Re: dm bufio: Reduce dm_bufio_lock contention
From: Michal Hocko
Date: Fri Jun 15 2018 - 09:09:33 EST
On Fri 15-06-18 08:47:52, Mikulas Patocka wrote:
> On Fri, 15 Jun 2018, Michal Hocko wrote:
> > On Fri 15-06-18 07:35:07, Mikulas Patocka wrote:
> > >
> > > Because mempool uses it. Mempool uses allocations with "GFP_NOIO |
> > > __GFP_NORETRY | __GFP_NOMEMALLOC | __GFP_NOWARN". An so dm-bufio uses
> > > these flags too. dm-bufio is just a big mempool.
> > This doesn't answer my question though. Somebody else is doing it is not
> > an explanation. Prior to your 41c73a49df31 there was no GFP_NOIO
> > allocation AFAICS. So why do you really need it now? Why cannot you
> dm-bufio always used "GFP_NOIO | __GFP_NORETRY | __GFP_NOMEMALLOC |
> __GFP_NOWARN" since the kernel 3.2 when it was introduced.

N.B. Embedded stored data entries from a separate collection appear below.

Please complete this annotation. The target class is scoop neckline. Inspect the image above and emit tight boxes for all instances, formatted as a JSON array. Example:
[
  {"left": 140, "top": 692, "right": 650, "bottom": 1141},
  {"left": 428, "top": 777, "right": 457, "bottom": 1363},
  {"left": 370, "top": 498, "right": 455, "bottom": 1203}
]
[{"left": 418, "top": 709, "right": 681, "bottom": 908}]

> In the kernel 4.10, dm-bufio was changed so that it does GFP_NOWAIT
> allocation, then drops the lock and does GFP_NOIO with the dropped lock
> (because someone was likely experiencing the same issue that is reported
> in this thread) - there are two commits that change it - 9ea61cac0 and
OK, I see. Is there any fundamental reason why this path has to do one
round of GFP_IO or it can keep NOWAIT, drop the lock, sleep and retry
> > is the same class of problem, honestly, I dunno. And I've already said
> > that stalling __GFP_NORETRY might be a good way around that but that
> > needs much more consideration and existing users examination. I am not
> > aware anybody has done that. Doing changes like that based on a single
> > user is certainly risky.
> Why don't you set any rules how these flags should be used?
It is really hard to change rules during the game. You basically have to
examine all existing users and that is well beyond my time scope. I've
tried that where it was possible. E.g. __GFP_REPEAT and turned it into a
well defined semantic. __GFP_NORETRY is a bigger beast.
Anyway, I believe that it would be much safer to look at the problem
from a highlevel perspective. You seem to be focused on __GFP_NORETRY
little bit too much IMHO. We are not throttling callers which explicitly
do not want to or cannot - see current_may_throttle. Is it possible that
both your md and mempool allocators can either (ab)use PF_LESS_THROTTLE
or use other means? E.g. do you have backing_dev_info at that time?